Drei Jugendliche aus Deutschland, die einen Freiwilligendienst an der Rudolf-Steiner-Schule in Beirut und auf einer sozialtherapeutischen Farm in Baalbek ableisteten, sind in einer dramatischen Rettungsaktion aufgrund der anhaltenden Kampfhandlungen im Libanon aus dem Land ausgeflogen worden.

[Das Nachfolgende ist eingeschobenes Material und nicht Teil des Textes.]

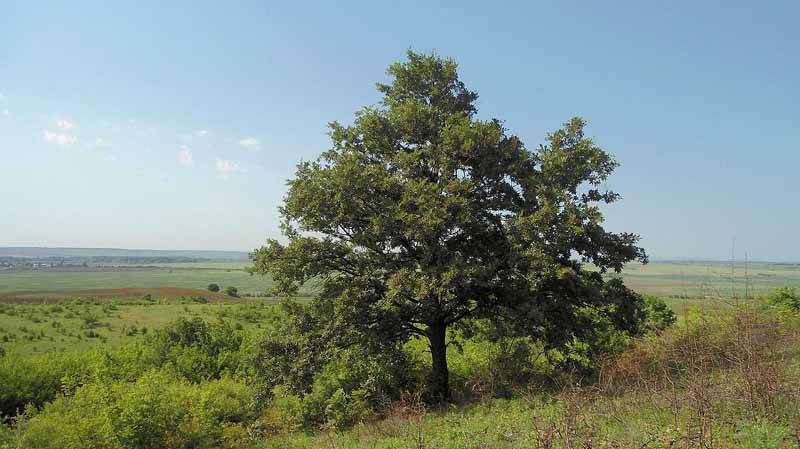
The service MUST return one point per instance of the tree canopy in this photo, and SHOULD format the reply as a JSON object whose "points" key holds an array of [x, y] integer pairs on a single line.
{"points": [[422, 217]]}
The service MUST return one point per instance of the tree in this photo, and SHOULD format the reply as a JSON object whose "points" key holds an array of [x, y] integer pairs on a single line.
{"points": [[422, 217]]}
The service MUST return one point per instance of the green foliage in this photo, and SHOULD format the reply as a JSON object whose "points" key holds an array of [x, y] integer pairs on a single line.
{"points": [[422, 216], [156, 411], [196, 350]]}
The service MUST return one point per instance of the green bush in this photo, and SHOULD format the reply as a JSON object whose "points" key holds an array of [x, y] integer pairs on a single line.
{"points": [[197, 350], [155, 411]]}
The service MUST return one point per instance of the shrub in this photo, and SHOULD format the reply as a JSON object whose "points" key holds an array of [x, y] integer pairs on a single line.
{"points": [[155, 411], [197, 350]]}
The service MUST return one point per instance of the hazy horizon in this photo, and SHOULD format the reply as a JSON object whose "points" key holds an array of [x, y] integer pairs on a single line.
{"points": [[176, 126]]}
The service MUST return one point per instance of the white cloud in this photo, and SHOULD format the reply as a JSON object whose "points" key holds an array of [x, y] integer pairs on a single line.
{"points": [[225, 168], [59, 139], [251, 143], [185, 156], [64, 124]]}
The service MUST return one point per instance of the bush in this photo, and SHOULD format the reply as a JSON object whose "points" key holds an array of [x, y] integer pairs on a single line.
{"points": [[156, 411], [197, 350]]}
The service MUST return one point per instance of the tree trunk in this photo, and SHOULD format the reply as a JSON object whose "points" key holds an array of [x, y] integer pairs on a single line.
{"points": [[440, 376]]}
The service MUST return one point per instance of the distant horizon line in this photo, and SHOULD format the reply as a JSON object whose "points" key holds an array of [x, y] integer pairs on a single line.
{"points": [[246, 252]]}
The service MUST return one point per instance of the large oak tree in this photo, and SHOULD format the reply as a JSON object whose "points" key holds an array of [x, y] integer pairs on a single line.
{"points": [[422, 217]]}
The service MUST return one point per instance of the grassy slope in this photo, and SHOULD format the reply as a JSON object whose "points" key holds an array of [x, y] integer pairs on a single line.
{"points": [[30, 328]]}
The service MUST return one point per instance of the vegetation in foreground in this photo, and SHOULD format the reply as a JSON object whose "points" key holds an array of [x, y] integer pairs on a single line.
{"points": [[456, 299], [723, 380]]}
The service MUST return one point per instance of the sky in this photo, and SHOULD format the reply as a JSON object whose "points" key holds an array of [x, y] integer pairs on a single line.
{"points": [[175, 125]]}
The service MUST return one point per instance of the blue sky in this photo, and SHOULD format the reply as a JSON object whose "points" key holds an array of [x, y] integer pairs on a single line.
{"points": [[148, 126]]}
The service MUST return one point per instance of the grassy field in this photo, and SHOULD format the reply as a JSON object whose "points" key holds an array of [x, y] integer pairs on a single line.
{"points": [[76, 325], [676, 280], [41, 283]]}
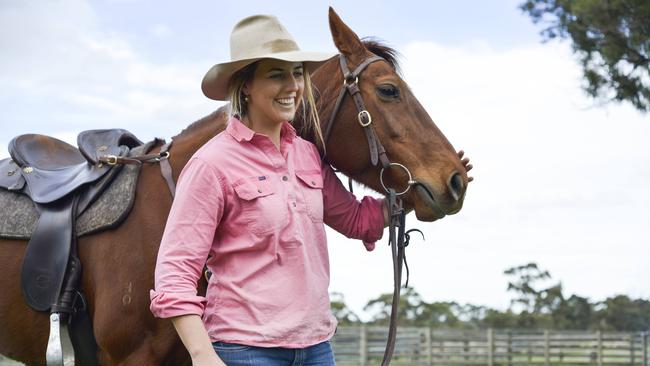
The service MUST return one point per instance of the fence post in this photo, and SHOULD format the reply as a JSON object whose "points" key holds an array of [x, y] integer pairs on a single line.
{"points": [[429, 347], [632, 344], [547, 351], [509, 348], [645, 348], [363, 345], [599, 334], [490, 347]]}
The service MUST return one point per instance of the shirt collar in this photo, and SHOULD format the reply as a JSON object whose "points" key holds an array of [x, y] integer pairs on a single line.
{"points": [[241, 132]]}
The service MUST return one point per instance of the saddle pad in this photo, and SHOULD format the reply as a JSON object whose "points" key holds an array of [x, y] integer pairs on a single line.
{"points": [[18, 217]]}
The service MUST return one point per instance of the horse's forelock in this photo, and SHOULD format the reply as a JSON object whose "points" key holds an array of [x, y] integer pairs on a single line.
{"points": [[381, 49]]}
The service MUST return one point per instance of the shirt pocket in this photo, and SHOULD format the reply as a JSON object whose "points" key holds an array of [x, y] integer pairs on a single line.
{"points": [[262, 208], [311, 182]]}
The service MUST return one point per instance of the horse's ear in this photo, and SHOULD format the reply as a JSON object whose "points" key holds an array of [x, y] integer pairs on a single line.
{"points": [[347, 42]]}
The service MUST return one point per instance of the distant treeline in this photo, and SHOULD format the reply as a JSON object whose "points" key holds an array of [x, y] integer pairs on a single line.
{"points": [[531, 308]]}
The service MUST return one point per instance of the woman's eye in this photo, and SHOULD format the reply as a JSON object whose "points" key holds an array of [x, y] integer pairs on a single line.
{"points": [[388, 91]]}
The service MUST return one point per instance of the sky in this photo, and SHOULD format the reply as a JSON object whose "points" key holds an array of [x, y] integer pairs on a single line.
{"points": [[560, 180]]}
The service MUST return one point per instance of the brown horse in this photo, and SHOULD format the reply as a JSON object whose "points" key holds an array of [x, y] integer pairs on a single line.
{"points": [[118, 263]]}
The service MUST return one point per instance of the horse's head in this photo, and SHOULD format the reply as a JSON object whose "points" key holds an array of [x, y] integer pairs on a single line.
{"points": [[401, 124]]}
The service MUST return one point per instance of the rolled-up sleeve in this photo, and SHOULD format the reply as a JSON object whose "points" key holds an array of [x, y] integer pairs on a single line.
{"points": [[344, 213], [187, 240]]}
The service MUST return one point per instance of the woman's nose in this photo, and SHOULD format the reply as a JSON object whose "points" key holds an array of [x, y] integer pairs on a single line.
{"points": [[292, 83]]}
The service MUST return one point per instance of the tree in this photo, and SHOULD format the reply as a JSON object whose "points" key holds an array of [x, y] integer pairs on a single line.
{"points": [[612, 40], [410, 307], [341, 311]]}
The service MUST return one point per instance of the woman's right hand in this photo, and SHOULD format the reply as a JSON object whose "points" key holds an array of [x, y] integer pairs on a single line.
{"points": [[207, 358], [194, 336]]}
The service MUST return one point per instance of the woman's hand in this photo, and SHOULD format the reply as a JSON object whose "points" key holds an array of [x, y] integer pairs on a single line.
{"points": [[466, 164]]}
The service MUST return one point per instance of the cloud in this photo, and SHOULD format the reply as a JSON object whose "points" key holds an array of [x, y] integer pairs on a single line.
{"points": [[558, 181], [81, 75]]}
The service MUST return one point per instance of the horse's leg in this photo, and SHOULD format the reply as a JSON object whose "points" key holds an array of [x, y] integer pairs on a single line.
{"points": [[23, 331], [118, 274]]}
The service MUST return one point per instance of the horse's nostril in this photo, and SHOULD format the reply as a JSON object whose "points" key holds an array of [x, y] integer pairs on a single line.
{"points": [[456, 186]]}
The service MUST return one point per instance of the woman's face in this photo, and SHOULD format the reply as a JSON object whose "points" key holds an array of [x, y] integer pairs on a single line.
{"points": [[275, 91]]}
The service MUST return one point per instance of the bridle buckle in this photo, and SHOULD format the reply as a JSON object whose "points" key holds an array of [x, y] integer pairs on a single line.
{"points": [[364, 114]]}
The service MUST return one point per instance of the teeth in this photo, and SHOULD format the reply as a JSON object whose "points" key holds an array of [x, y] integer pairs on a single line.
{"points": [[285, 101]]}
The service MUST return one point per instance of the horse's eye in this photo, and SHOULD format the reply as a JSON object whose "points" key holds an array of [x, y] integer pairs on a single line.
{"points": [[388, 91]]}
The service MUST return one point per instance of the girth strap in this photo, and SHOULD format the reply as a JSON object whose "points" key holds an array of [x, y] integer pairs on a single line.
{"points": [[44, 264], [377, 151], [396, 242]]}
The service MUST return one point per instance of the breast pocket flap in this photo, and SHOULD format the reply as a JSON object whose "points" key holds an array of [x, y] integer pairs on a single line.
{"points": [[312, 179]]}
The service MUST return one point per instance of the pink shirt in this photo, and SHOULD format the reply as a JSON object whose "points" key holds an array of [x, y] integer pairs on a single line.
{"points": [[257, 215]]}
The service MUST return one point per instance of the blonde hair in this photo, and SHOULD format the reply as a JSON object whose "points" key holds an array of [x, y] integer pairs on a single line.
{"points": [[310, 122]]}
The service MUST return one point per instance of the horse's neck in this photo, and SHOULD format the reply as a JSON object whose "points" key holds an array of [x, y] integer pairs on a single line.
{"points": [[196, 135]]}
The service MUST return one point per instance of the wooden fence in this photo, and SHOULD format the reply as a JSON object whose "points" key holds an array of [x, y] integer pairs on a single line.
{"points": [[361, 346]]}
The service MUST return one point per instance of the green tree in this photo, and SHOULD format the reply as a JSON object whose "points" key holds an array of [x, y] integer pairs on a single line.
{"points": [[529, 298], [410, 307], [438, 314], [611, 39], [341, 311]]}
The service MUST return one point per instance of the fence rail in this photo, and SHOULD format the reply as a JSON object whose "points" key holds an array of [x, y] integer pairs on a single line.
{"points": [[361, 346]]}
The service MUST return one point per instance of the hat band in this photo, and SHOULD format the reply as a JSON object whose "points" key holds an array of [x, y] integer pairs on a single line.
{"points": [[274, 46]]}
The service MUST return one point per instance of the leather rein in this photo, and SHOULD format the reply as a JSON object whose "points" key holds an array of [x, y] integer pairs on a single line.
{"points": [[398, 236]]}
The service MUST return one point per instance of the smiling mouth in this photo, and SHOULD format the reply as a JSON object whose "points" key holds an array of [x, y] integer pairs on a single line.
{"points": [[425, 193], [286, 102]]}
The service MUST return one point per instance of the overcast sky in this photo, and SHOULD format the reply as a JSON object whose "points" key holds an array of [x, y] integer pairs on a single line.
{"points": [[559, 180]]}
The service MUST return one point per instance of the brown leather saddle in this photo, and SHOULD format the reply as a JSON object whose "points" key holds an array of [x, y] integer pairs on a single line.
{"points": [[62, 181]]}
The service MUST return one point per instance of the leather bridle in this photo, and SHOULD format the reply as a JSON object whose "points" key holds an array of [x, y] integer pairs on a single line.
{"points": [[398, 236], [397, 240]]}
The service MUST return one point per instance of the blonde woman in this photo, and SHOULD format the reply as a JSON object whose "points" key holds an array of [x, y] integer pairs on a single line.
{"points": [[253, 202]]}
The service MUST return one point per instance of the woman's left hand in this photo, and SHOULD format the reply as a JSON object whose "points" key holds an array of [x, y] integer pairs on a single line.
{"points": [[466, 164]]}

Marie Pfister, Tabea von Verschuer und Matthias Galle waren zunächst nach Ausbruch der Kampfhandlungen innerhalb des Libanons an verschiedenen Orten in Sicherheit gebracht worden. Nachdem ein in der Nähe des Sommercamps der Rudolf-Steiner-Schule gelegenes Dorf bombardiert wurde, entschloss sich die libanesische Partnerorganisation der „Freunde“ FISTA, die zwei dort arbeitenden Sozialdienstleistenden in einem evangelischen Gemeindezentrum in Beirut unterzubringen. Von dort wurden sie mit Unterstützung der deutschen Botschaft in einem Buskonvoi zum Flughafen nach Damaskus gebracht, wo bereits zehntausende Flüchtlinge aller Nationen auf Ausreisemöglichkeiten warteten.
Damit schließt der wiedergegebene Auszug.